FA wasted a decade trying to buy success - Football - Sport - Evening Standard
       

FA wasted a decade trying to buy success

The next England manager should be English. And so should all who follow him. On a point of principle that, given the invertebrate tendencies of our times, must be enshrined in FA statute, just in case we are ever tempted to err again.

A shameful era, in which the FA have hired expensive foreigners with all the dignity of an over-ambitious club (Peter Ridsdale, then of Leeds United, was on the board that appointed Sven-Goran Eriksson) should be cast into the dustbin of history when Harry Redknapp, as appears likely, becomes Fabio Capello's successor.

What a waste of a decade. The money unnecessarily thrust at Eriksson and Capello - even Steve McClaren got £2.5million a year - could have built St George's Park in a fraction of the 10 years it has taken. The game would already be feeling the benefit of the national football centre rather the international embarrassment of yet another foul-up.
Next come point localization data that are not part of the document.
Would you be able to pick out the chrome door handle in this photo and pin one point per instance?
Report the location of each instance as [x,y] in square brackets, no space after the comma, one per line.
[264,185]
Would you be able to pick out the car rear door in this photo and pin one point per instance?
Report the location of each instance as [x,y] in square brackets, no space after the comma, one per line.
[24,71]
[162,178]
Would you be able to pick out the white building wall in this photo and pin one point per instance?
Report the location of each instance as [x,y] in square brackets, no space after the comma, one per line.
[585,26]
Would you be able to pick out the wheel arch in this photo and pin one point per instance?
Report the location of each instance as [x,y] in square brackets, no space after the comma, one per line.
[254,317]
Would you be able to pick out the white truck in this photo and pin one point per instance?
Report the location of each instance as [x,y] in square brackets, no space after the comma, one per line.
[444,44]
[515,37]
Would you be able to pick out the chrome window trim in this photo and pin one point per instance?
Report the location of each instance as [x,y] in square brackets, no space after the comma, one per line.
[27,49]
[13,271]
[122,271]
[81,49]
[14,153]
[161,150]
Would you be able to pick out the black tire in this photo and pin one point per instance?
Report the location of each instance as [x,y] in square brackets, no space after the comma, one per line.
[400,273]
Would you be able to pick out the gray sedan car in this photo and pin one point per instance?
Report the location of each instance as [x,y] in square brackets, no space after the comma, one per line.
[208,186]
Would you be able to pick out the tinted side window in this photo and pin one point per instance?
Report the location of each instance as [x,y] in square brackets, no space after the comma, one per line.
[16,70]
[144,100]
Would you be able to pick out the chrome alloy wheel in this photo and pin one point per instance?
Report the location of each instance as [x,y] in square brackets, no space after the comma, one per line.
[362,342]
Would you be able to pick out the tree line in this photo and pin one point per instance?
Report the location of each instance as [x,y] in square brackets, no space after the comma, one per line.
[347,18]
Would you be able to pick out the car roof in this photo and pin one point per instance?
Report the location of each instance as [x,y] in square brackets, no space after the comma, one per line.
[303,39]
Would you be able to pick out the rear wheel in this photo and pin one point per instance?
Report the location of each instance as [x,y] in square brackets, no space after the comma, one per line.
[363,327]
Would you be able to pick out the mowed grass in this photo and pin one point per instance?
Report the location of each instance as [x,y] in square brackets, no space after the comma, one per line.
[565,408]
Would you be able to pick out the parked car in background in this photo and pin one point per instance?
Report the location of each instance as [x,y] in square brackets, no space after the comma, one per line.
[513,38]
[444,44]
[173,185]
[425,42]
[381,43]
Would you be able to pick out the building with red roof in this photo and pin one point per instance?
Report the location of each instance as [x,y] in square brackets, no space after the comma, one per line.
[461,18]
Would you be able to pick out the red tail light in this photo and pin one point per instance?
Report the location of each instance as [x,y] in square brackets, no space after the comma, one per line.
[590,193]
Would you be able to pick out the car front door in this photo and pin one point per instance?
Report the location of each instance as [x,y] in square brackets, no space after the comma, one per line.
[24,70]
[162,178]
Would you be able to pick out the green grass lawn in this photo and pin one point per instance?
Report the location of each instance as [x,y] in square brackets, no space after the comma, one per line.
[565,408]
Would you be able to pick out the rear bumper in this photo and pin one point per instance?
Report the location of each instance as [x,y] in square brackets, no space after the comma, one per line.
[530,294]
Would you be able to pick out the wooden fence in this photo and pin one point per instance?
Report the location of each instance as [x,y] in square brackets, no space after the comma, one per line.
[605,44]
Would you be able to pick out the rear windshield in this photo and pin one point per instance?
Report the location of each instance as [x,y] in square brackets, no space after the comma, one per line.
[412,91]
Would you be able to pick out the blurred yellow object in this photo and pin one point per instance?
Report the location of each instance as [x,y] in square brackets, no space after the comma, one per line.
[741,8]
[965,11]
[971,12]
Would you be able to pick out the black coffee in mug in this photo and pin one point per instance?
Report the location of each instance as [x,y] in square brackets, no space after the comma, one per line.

Nor can the clock be turned back: Redknapp will want a Capello-style £6m, or around 40 times the salary Terry Venables received. But inflation and cost-ineffectiveness are not the worst of it. Who can blame Eriksson and Capello? The fault is the FA's for trying to cheat, for throwing money about in a way other countries - not just Capello's Italy but Brazil, Argentina, France, Germany and Spain - would not.

The Germans thought about it once. They were in the doldrums and sounded out Roy Hodgson, who had distinguished himself with Switzerland. A few weeks later, they came back and apologised for troubling him, explaining that consultations had convinced them the engagement of a foreigner would affect morale within the internal coaching structure. Look at Germany now.

The English and Russians apart, most major countries observe the convention that you should choose a manager on the same basis as his players. They believe it is better to fall short under one of your own than to buy success. And, in the long term, it truly is.